Tak lama mobil sudah jalan perlahan.
Dalam perjalanan menuju tempat kursus anak Sara, dia dan wanita itu tidak bersuara seolah bingung mau bicara dari mana. Terlihat canggung. Erwin melirik Sara yang murung seperti ada beban menggantung di wajah cantiknya. Namun, Erwin tidak mau banyak bertanya walau dalam hatinya penasaran juga.
Erwin selama ini hampir tidak pernah memberi tumpangan kepada orang lain yang bukan keluarganya apalagi seorang wanita. Bukan apa- apa dia tidak mau ada pembicaraan negatif dan istrinya Netycia juga seorang yang agak posesif.
Tapi mungkin kali ini Nety bisa memaklumi andai tahu alasannya, Sara juga teman Nety kan?
"Sara ..dimana yah tempatnya?" Erwin bertanya karena dia merasa sudah cukup jauh mobilnya melaju menjauhi cafe tadi, sekarang sedang ada di jalan Thamrin. Sara tidak memberi petunjuk kapan mobil harus berhenti.
Sara seperti tersadar dari lamunan, gelagapan dia menjawab.
"O iy ya ya Pak..di situ dekat gedung Bank itu, warna biru gedung nya..." Sara menunjuk ke arah gedung itu.
"Ma..maaf Pak...saya lupa kasih tahu.." Sara merasa tidak enak hati karena membiarkan Erwin bertanya dulu, seharusnya dia yang memberi petunjuk dulu, bukan duduk seperti nyonya rumah di samping Erwin yang mengemudi.
"Ooh gak apa- apa..." Erwin bersikap biasa saja padahal hampir saja dia melewati gedung itu. Dan untuk kembali ke arah gedung itu dia harus memutar mobilnya lewat putaran dan tentu memakan waktu 5 menit lagi.

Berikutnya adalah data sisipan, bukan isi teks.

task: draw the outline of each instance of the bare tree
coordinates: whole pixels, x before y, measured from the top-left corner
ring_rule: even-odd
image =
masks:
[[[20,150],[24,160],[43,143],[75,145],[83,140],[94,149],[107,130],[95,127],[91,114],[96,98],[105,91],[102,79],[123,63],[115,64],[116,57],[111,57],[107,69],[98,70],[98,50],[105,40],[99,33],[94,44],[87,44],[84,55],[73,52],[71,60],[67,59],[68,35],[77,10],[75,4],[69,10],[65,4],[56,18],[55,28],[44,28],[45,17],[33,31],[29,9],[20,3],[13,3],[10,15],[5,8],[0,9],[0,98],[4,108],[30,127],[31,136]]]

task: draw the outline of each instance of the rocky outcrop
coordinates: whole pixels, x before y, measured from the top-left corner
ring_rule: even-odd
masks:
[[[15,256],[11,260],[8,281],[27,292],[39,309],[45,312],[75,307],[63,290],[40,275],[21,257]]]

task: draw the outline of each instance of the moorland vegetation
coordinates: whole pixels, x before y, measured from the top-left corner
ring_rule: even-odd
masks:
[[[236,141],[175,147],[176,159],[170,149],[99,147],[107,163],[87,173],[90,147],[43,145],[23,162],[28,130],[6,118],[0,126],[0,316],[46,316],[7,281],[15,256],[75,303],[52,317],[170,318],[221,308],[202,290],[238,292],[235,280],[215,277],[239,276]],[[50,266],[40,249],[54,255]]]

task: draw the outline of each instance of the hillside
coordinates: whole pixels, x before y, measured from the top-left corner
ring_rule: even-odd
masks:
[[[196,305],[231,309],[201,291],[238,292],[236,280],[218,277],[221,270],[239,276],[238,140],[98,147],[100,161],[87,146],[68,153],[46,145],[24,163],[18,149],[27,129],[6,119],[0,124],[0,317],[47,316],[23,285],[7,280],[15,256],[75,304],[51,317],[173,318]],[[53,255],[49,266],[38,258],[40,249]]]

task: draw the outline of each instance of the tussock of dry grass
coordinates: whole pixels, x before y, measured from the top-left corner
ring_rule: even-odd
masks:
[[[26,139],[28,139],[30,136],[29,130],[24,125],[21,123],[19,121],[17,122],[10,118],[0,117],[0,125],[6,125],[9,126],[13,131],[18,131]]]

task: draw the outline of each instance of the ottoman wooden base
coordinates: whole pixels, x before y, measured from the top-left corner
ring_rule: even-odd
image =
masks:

Mobil masuk pelataran gedung dimana anak Sara kursus.
Mobil berhenti, Sara pamit keluar menjemput anaknya yang sudah menunggu di luar gedung.
"Sapa oom, Niken..." titah Sara pada anaknya ketika sudah masuk ke dalam mobil.
"Makasih Oom, sudah jemput Niken.., " sapa Niken.
"Iya,Niken....sama-sama.." balas Erwin tersenyum sekilas menatap Niken, gadis kecil putri Sara satu-satunya
Kehadiran Niken mencairkan suasana yang sempat kaku. Erwin berbincang dengan Niken dan kadang ditimpali oleh Sara.
Niken baru berumur 10 tahun, seumuran dengan anaknya Monica. Cuman tempat sekolahnya beda.
Erwin bertanya banyak hal tentang sekolah, hobinya dan Niken dengan suka cita menjawab. Kadang mereka tertawa karena hal-hal lucu yang mereka bicarakan.
Sara juga ikutan tertawa dengan tingkah anaknya itu.
Suasana mendukung mereka menjadi akrab .
Tak terasa mereka sudah sampai di rumah Sara.
"Sekali lagi makasih ya Pak Erwin..." Sara menghaturkan rasa terima kasih dengan penuh hormat.
'"Makasih ya ..Oom.." kata Niken
" Sama- sama...Niken boleh datang ke rumah yah. Maen sama Monica ..." Erwin tersenyum.
Niken mengangguk lalu keluar dari mobil
Saat Sara mau keluar dari mobil juga tiba- tiba dia kehilangan keseimbangan karena hak sepatunya tersangkut karpet mobil.
Dia hampir jatuh tapi terselamatkan oleh gerak reflek Erwin.
Erwin spontan menarik tangan Sara dengan tangan kirinya sehingga wanita itu tidak jatuh terjerembab.
Tapi karena terburu- buru gaun Sara tersibak ke atas sehingga memperlihatkan paha mulus wanita itu.
Sara kaget, spontan menoleh ke arah Erwin dan dengan rasa malu segera membereskan gaunnya yang tersibak ke atas.
Erwin pura- pura tidak melihat karena dia tidak mau Sara akan semakin malu. Tindakan seorang gentleman bukan?
Dia melepaskan tangannya dan berkata, "Hati- hati.."
Sara menganggukan kepala dengan wajah yang masih bersemu merah.
Sara menutup pintu mobil perlahan dan mobil pun melaju pelan- pelan meninggalkan dia dan Niken yang mematung.
Sara berbisik kepada anaknya, "Jangan kasih tahu papa kalau mama hampir jatuh tadi."
Niken mengangguk.
Kejadian itu sekitar satu bulan yang lalu..
Seandainya inilah awal dari keruwetan lilitan masalah yang melanda rumah tangganya, menyesalkah Erwin memberi tumpangan kepada Sara?
Bila buah terlarang hanya manis sesaat kemudian pahit ditelan , masihkah Sara memberi diri menjadi penumpang bagi Erwin?
Buah itu kelihatan manis dilihat tapi pahit ditelan.
Hasrat hanya mampu membuai jiwa,
Ketika hasrat mengalahkan hati nurani , dia akan berujud buah terlarang.
Manis dilihat tapi pahit ditelan
Celah itu telah terbuka? Bukan ! Tapi dibiarkan terbuka!